Insanity, though, doesn’t serve as a hinderance for deeply entrenched and powerful fossil fuel interests.
Oil shale, also known as kerogen, should not be confused with shale gas or shale oil, two fossil fuels best known from Josh Fox’s “Gasland.” As explained in a report by the Checks and Balances Project,
Oil shale itself is a misnomer. It is actually rock containing an organic substance called kerogen. The rocks haven’t been in the ground for enough time or under enough pressure to become oil. Oil companies need to recreate geological forces to produce any energy from it. Ideas for developing oil shale have included baking acres of land at 700 degrees for three to four years and even detonating an atomic bomb underground.
The really “insane” part of the equation: oil shale production, which has yet to begin, would be ecologically destructive to the extreme.
“Because oil shale is a rock, commercial production would release 25% to 75% more greenhouse gas emissions than conventional oil,” wrote the Western Resource Advocates. Furthermore, like tar sands production and shale oil/gas production, oil shale production is a water-intensive process.
Adding insult to injury, in the 100 years of attempted commercial production of oil shale, the fossil fuel industry has yet to seal the deal, motivating an April 2012 report by Checks and Balances titled “A Century of Failure.”
Greenwashing? Red Leaf’s “EcoShale” Oil Shale Extraction Process
For the past century the oil shale public relations line has resembled that of a “science fiction story.”
Red Leaf is the oil shale industry’s Schlumberger and Halliburton. That is, its business model is the equivalent of oil field services, or in this case, “oil shale services,” with its “EcoShale” equipment.

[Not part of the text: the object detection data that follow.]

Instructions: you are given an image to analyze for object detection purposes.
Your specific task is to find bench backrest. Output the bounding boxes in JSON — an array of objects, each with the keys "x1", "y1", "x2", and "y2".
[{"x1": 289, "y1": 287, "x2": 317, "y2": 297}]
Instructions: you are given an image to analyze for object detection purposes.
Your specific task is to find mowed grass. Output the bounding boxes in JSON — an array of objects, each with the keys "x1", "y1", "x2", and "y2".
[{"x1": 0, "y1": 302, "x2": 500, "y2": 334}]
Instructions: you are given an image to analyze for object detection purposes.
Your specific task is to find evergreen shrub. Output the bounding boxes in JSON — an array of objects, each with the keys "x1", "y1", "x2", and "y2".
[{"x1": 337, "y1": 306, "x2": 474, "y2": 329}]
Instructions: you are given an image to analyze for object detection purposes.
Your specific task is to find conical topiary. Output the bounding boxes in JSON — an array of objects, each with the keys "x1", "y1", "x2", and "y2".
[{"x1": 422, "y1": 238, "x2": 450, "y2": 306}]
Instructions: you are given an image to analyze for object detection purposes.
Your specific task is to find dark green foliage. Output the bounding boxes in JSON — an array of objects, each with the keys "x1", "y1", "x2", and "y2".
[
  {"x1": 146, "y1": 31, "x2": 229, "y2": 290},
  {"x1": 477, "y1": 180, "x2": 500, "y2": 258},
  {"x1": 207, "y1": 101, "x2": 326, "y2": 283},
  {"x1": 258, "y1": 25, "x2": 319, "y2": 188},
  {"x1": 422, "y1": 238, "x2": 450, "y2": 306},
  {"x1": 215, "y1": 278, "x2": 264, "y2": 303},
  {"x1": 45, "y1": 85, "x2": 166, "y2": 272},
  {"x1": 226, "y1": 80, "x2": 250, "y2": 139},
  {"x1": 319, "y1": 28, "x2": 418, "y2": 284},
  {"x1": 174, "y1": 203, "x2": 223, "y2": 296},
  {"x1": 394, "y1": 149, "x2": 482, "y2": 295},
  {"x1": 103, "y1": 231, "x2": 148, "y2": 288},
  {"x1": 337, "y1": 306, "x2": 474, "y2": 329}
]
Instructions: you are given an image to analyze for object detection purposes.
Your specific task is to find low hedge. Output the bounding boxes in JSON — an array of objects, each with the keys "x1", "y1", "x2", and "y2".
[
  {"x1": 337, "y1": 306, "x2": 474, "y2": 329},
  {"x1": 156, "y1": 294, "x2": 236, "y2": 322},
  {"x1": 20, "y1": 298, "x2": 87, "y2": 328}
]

It claims “[EcoShale] technology requires no process water, protects groundwater and vegetation, uses low temperatures for heating and allows for rapid site reclamation.”
The proof will be in the pudding, for that claim remains to be seen in action.
The most likely scenario: naming a piece of technology “EcoShale” for a commercial production process that “would release 25% to 75% more greenhouse gas emissions than conventional oil” is textbook greenwashing.
Next Steps for Red Leaf’s “Eco Shale” Equipment Usage Include Road Block
Red Leaf Resources, explained the Utah Tribune, “is proposing to begin large-scale oil shale extraction on close to 1,500 acres in the Uintah Basin and ship the extracted oil to customers in Utah, Wyoming and in the Gulf Coast region.”
With over 17,000 acres worth of mineral rights in its name, “Red Leaf has said it will be ready to hit the production stage some time later this year, churning out an estimated 9,500 barrels a day,” wrote the Tribune.
“Total SA, Paris, will fund 80% of the cost of an early production system to demonstrate the commercial scalability of a proprietary process owned by Red Leaf Resources Inc.,” wrote the Oil and Gas Journal. The Journal continued,
As part of its agreement with Red Leaf, Total has the right to license Red Leaf’s patented EcoShale In-Capsule Process for use at other future oil shale projects worldwide and has become a shareholder of Red Leaf. Red Leaf reported completing a $100 million equity offering in connection with the closing of the JV with Total.
Its grandiose plans, though, hit a roadblock when, facing a legal challenge over its production permit from the environmental advocacy group Living Rivers, Red Leaf decided to back away from the legal challenge and suspend its plans until it conducts further scientific analyses.
It seems the future of oil shale is up for grabs and whether there is a faux-Green “EcoShale” future or an actual sustainable clean energy future in North America remains to be seen.
“Utter insanity” or not? That’s the real question on the table.